A professional musician switches from Mac to Ubuntu Linux?
August 5th, 2009
I just read Linux Music Workflow: Switching from Mac OS X to Ubuntu with Kim Cascone, and I have to say I’m shocked, especially after reading Kim Cascone’s Wikipedia entry. Kim is a serious musician, not just some schmoe dinking around in his basement.
I’ve been a full-time Ubuntu user for a little over four years now, having switched from Windows XP. My wife switched around the same time but from Windows to Mac, as she uses Mac for serious graphic design work.

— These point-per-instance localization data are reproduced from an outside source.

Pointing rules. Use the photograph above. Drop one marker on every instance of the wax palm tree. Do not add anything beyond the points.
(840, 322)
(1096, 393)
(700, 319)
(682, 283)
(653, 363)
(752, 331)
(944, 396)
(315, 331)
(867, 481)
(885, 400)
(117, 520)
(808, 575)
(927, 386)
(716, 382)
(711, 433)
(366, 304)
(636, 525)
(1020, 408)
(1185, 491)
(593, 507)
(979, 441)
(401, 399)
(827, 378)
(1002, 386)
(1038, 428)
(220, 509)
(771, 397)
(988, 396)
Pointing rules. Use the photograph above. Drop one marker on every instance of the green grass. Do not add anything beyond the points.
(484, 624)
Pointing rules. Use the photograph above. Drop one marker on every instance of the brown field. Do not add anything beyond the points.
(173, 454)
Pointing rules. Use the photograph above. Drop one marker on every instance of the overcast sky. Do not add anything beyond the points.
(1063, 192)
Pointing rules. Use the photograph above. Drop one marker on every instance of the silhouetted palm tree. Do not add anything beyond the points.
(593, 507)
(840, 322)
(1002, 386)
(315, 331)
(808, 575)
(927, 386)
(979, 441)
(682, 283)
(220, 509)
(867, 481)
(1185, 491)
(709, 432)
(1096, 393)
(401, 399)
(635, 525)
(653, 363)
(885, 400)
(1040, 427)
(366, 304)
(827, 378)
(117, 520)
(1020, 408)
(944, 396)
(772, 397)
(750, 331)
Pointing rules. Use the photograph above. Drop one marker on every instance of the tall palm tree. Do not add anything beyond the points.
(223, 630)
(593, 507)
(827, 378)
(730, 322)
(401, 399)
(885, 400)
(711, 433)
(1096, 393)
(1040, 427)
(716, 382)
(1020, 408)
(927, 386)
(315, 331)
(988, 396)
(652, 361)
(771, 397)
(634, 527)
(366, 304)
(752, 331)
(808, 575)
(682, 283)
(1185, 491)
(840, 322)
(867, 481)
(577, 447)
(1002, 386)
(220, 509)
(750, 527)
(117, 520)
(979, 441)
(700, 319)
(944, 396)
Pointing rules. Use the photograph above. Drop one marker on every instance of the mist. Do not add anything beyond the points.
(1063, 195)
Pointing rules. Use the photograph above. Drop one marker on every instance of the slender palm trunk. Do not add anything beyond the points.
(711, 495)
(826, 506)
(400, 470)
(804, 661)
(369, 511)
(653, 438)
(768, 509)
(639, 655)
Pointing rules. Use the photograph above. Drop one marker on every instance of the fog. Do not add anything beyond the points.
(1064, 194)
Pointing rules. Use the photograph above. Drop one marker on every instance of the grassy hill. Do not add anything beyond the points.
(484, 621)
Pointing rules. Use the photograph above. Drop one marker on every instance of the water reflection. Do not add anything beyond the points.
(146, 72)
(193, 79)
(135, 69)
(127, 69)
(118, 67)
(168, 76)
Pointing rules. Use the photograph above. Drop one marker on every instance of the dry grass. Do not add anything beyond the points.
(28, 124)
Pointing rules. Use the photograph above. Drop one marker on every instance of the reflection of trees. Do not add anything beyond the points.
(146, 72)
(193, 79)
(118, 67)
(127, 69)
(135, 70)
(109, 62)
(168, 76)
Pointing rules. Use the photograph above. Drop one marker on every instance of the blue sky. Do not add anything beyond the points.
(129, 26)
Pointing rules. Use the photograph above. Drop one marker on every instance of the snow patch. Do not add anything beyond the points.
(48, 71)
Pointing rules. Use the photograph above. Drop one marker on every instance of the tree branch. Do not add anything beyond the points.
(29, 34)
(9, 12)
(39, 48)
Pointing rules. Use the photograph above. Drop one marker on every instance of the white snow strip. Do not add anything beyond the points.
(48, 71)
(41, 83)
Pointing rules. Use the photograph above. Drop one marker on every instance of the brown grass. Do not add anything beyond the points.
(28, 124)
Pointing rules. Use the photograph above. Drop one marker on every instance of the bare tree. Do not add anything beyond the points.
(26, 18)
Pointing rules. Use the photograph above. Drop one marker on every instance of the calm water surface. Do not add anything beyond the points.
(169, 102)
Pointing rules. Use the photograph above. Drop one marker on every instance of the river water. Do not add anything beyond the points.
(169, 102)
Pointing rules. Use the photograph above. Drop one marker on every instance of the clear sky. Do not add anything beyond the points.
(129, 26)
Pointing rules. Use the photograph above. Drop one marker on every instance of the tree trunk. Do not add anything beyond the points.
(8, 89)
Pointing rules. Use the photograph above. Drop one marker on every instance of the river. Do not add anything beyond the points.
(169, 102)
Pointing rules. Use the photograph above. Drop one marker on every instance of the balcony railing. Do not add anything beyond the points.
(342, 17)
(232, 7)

Even though I get annoyed when anti-Linux trolls make it sound as if no one could use Linux just because Linux isn’t great for certain niche commercial applications (AutoCAD, Adobe CS, certain graphics-intensive video games), I have to concede that Linux is not for everyone. And if someone had come up to me yesterday and said, “Hey I’m a professional musician who uses a computer full-time for audio stuff. Should I use Linux?” I would probably laugh in her face and tell her to go with Mac OS X.
Even though I don’t use Linux for serious audio work, I’ve seen enough of the Linux audio mess of Pulse Audio, OSS, and ALSA to know it can be an obstacle for someone seeking to use Linux primarily for audio work. After reading that blog post, though, I have to say I’m pleasantly surprised.
And I also think that, even though there is a myth of meritocracy in the software world, arguing about how freedom is important isn’t going to win over the general public. If open source is really a better development model, it will create better software. There shouldn’t be a choice between functionality and ideology. If the ideology of freedom being better is true, then it should produce the best functionality eventually. And maybe it is slowly getting there.
I don’t subscribe to the notion that if Ubuntu (or some other Linux distro) fixes all its usability issues that all of a sudden hundreds of millions of Windows users (and Mac users?) will just download .iso files, burn them to CD, boot from CD, and install and configure a new operating system themselves. But why have extra obstacles?
Keep on bringing the improvements, Linux communities. This is definitely a cool development.